The real stroke of madness comes on the page about “spiritual proportions.” Another checklist awaits the maidens under the heading, “Am I in perfect form?”

  • Is your head of moderate size? Or do you act as though you know more than others?
  • Are your shoulders broad enough to bear others’ burdens? Do you cheerfully lighten the load of those around you?
  • Are your knees limber, ready to kneel in submission?

Yes, it really says that. I swear on my holy measuring tape that I’m not making this up. We’re evidently to believe that God wants us to take our spiritual vitamins, so that our bust, waist and hips are in proper proportion. Then we’re to be sure the rest of our body is performing admirably as well: Our head mustn’t be big enough to reveal that we know more than others, our shoulders must serve the sole purpose of bearing other people’s burdens and our knees must be limber enough to show submission on a dime.
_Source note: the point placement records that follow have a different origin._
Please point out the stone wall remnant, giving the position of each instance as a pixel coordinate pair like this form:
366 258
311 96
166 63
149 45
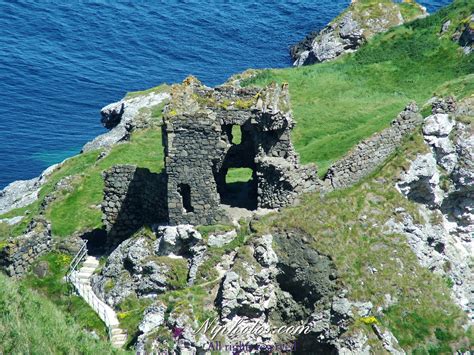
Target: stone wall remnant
20 252
132 197
200 148
366 156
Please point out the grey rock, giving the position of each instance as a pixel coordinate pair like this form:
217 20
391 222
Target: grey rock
153 317
438 125
41 269
21 193
219 240
12 221
345 34
121 118
421 182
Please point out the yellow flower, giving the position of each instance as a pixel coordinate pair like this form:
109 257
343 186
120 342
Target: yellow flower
122 315
369 320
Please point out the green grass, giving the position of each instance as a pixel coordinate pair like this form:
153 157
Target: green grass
339 103
78 210
31 324
130 314
57 290
157 90
347 225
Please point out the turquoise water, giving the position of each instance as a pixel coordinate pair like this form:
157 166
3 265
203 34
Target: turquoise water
60 62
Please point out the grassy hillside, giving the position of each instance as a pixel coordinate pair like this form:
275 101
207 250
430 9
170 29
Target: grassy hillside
30 324
348 226
336 104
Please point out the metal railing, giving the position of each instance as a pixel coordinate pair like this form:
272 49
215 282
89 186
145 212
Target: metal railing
77 259
86 292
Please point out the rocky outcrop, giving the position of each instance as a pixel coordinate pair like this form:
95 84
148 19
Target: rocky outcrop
17 254
366 156
352 28
200 148
122 117
150 263
442 182
465 35
21 193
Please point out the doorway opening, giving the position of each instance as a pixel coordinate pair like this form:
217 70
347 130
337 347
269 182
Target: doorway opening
240 188
185 191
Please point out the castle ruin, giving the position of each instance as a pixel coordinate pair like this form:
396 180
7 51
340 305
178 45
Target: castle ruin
200 129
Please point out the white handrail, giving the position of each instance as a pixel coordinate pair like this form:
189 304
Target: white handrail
87 293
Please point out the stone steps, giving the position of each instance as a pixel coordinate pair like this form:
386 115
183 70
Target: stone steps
81 280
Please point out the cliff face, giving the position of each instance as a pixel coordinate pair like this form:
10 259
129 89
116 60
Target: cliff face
362 20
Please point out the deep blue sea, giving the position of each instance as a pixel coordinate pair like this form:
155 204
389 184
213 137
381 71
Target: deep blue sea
60 62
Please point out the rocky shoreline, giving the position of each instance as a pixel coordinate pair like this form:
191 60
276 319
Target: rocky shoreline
180 271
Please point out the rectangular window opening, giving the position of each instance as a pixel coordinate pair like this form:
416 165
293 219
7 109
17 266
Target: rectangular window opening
185 192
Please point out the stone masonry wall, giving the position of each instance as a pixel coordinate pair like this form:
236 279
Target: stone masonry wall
20 252
370 153
199 150
132 197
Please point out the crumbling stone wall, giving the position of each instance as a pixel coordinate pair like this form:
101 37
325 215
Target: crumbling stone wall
199 149
132 197
198 127
20 252
370 153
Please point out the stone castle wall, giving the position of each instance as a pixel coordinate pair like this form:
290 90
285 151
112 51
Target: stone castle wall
132 197
369 154
20 252
198 128
200 149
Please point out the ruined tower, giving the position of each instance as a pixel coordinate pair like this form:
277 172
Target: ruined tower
200 147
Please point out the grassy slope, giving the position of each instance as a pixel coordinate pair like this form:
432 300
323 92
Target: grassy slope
31 324
348 226
337 104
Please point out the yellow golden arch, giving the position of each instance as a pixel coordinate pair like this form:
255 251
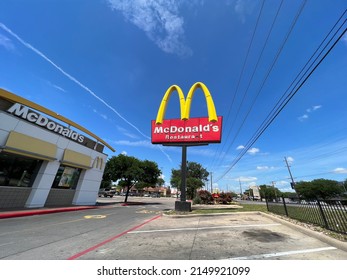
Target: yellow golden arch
186 103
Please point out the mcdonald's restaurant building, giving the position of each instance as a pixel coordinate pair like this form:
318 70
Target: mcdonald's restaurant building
46 159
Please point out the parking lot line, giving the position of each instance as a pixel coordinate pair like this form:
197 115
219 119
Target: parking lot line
201 228
284 253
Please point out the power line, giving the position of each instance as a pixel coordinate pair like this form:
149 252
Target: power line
295 89
243 69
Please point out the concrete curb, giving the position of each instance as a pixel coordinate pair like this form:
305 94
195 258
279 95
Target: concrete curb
23 213
177 216
318 235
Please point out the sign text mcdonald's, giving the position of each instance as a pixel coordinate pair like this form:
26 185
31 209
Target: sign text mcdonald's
187 130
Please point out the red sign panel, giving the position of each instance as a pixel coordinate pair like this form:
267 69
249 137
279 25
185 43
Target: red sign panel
194 130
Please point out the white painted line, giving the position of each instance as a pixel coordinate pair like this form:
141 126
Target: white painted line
283 253
4 244
202 228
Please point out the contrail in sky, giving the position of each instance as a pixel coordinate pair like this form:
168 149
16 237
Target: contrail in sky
27 45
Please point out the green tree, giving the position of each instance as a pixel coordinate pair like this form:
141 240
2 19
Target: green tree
269 192
196 176
130 171
319 188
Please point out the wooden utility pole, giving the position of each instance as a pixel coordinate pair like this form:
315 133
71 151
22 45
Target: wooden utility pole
290 173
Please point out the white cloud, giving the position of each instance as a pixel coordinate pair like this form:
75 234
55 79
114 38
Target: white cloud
100 114
340 170
264 167
6 43
309 111
253 151
244 8
125 132
290 159
59 88
303 117
160 21
246 179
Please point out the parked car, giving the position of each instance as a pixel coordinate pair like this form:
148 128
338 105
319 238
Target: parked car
106 193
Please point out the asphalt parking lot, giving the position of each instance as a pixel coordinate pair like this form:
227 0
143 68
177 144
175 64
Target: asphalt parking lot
237 236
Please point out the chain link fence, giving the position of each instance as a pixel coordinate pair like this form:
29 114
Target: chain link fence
330 214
In other words, we’re supposed to look voluptuous but only speak or move when we’re humbling ourselves or helping others. It’s this kind of thinking that led the early church fathers to invent the story about Mary Magdalene being a prostitute. We’re to be as meek as Mary the mother of Jesus and as alluring as Mary the mythical hooker. Can you say “hooker with a heart of gold”? I think I need another spiritual vitamin.

Undo the Charm Marm: Whatever body you have, it’s none of the Charm Marm’s business. Besides, I’ve been told that you’re shockingly beautiful.

That aside, wouldn’t the Charm Marm also have to admit, according to her beliefs, that God seems to make bodies in quite a few shapes and sizes? And if we’re following the Bible here, didn’t Jesus say to love not only others but also yourself? Oh, and wasn’t there something about not judging? That seemed important at the time.

So let’s rethink the list about heads, shoulders and knees.

  • I’ll tell you what’s important about your head: Pay attention to your ideas, and share them. Act on them.
  • As for your shoulders, take on the responsibility of your own happiness, which will include avoiding situations with harsh measuring sticks.
  • I’m not sure what to say about your knees. Symbolism should only be taken so far. Go ahead and keep them limber, I guess, so you can keep walking after you turn 100. Take your calcium and vitamin D, too.

Instead of worrying about having proportions that will make you the next Pin-Up for Jesus, give yourself a good proportion of care. Leave the criticism, um, behind. Because believe me, two inches never mattered so little.


3 Responses to “Spiritual girth, bust size and two inches of holiness”

  1. Emma Says:

    Hey I love this blog. I can see the time and effort put into this.. Thanks!

  2. Michael T Says:

    Is it scary to say that perhaps in another life I was a Charm Marm? Forget being Cleopatra, Alexander the Great, or some other historical figure.